Unit name | Indian Philosophy |
---|---|
Unit code | THRS10056 |
Credit points | 20 |
Level of study | C/4 |
Teaching block(s) |
Teaching Block 2 (weeks 13 - 24) |
Unit director | Professor. Gethin |
Open unit status | Open |
Pre-requisites |
None |
Co-requisites |
None |
School/department | Department of Religion and Theology |
Faculty | Faculty of Arts |
Indian thought is often assumed by those unfamiliar with its history to be mostly about the illusory nature of the world. In fact India’s philosophical heritage is as rich and diverse as the West’s. The aim of this unit is to introduce students to the varieties of Indian thought, Hindu, Buddhist, and Jain. Following a brief consideration of the Eurocentrism that has tended to exclude Indian thought from academic philosophy in the West, the unit will survey Indian theories of knowledge and the varieties of Indian metaphysics, including the materialism of ancient Lokayata, the realism of Vaisheshika, the dualism of Samhya and Yoga, the monism of Vedanta, the reductionism of Buddhist Abhidharma, the non-realism of Buddhist Madhyamaka, and the idealism of Buddhist Yogacara. The unit will also take in Indian arguments about rebirth, the existence of God, the person, perception and causality.
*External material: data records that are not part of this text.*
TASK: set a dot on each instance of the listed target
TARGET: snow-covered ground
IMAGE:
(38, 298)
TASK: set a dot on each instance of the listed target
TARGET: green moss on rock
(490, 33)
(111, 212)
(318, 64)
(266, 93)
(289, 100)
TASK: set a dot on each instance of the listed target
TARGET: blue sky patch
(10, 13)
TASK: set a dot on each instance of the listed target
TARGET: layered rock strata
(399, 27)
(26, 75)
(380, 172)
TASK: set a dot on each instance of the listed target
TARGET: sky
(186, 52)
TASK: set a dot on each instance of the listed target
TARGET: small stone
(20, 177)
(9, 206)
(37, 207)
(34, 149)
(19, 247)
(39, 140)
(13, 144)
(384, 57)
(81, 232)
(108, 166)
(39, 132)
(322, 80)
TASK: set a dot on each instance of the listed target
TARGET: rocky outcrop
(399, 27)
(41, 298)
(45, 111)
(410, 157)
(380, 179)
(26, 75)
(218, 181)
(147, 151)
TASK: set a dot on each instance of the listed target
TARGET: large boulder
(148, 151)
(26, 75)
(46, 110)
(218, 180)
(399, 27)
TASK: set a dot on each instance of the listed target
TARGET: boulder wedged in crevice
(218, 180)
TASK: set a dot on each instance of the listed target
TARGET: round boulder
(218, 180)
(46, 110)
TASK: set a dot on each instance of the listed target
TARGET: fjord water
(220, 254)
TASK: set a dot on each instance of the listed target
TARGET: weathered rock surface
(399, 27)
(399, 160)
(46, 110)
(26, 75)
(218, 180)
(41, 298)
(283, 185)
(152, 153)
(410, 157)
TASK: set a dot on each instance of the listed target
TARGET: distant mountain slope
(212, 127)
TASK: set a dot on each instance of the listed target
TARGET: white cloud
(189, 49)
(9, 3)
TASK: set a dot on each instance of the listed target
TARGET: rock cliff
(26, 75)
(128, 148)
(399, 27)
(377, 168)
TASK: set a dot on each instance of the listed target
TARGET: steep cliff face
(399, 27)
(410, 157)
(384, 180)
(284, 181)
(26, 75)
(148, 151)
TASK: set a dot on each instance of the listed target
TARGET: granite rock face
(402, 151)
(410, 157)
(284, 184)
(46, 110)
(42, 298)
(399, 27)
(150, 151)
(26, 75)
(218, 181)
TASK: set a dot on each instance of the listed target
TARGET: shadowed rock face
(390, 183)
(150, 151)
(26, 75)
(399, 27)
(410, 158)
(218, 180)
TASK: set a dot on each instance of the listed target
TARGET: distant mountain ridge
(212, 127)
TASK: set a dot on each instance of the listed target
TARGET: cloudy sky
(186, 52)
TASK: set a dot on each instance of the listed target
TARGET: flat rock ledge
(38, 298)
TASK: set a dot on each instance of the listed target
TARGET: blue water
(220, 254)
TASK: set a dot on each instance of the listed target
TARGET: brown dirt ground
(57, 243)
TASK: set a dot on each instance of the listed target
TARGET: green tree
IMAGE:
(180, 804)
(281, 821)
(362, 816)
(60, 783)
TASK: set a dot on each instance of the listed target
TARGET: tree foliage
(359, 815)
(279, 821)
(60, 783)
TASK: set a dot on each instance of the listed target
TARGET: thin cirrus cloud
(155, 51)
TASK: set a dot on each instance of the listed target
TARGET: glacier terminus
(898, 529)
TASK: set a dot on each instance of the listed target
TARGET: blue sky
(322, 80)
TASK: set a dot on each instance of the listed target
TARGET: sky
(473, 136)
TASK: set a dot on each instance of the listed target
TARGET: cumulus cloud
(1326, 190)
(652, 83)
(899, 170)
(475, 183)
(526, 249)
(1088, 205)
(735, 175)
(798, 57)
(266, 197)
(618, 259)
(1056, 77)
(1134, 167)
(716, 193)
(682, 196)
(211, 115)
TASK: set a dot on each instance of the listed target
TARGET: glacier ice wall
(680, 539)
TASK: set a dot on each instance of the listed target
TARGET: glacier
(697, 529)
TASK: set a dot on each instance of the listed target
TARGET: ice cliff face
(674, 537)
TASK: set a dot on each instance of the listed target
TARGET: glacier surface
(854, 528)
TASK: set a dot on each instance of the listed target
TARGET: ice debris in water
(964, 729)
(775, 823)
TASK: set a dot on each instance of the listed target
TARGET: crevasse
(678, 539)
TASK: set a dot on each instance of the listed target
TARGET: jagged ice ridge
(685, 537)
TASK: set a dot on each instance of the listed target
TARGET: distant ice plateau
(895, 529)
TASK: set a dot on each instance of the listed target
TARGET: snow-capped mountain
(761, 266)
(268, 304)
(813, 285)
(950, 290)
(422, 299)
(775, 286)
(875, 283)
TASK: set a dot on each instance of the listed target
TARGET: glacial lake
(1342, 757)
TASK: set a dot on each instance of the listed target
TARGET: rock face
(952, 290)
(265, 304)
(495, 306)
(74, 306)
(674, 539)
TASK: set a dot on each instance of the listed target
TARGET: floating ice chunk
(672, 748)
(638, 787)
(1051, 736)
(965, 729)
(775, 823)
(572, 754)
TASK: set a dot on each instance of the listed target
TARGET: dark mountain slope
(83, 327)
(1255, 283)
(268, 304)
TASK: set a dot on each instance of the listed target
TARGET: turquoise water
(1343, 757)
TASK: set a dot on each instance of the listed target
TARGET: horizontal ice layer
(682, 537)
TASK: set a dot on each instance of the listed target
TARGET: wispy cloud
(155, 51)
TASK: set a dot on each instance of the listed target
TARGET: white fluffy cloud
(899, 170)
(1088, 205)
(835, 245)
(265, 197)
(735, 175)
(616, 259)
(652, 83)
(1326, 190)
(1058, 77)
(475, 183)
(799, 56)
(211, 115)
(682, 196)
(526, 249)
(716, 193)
On successful completion of this unit students will be able to demonstrate:
(1) a broad understanding of the varieties of Indian philosophical thought;
(2) an understanding of how Indian thinkers have reflected philosophically on various issues, including knowledge, ontology, God, rebirth and the person;
(3) an ability to analyse and explain how Indian thinkers have reflected philosophically on various issues, including knowledge, ontology, God, rebirth and the person;
(4) the ability to identify and evaluate pertinent evidence/data in order to illustrate/demonstrate a cogent argument, at a standard appropriate to level C/4.
1 x one-hour lecture and 1 x one-hour seminar per week.
One essay of 1500 words (50%) and one 2-hour examination (50%). Both will assess ILOs 1-4.
Eliot Deutsch, Advaita Vedanta: A Philosophical Reconstruction (Honolulu: University of Hawaii Press, 1973)
Wilhelm Halbfass, On Being and What There is: Classical Vaisheshika and the History of Indian Ontology (Albany: State University of New York Press, 1992).
Richard King, Indian Philosophy: An Introduction to Hindu and Buddhist Thought (Edinburgh: Edinburgh University Press, 1999)
Gerald James Larson and Ram Shankar Bhattacharya, Samkhya: A Dualist Tradition in Indian Philosophy (Princeton: Princeton University Press, 1987)
Jitendra Nath Mohanty, Classical Indian Philosophy (Lanham, Md.: Rowman & Littlefield, 2000)
Roy W. Perrett, An Introduction to Indian Philosophy (Cambridge: Cambridge University Press, 2016).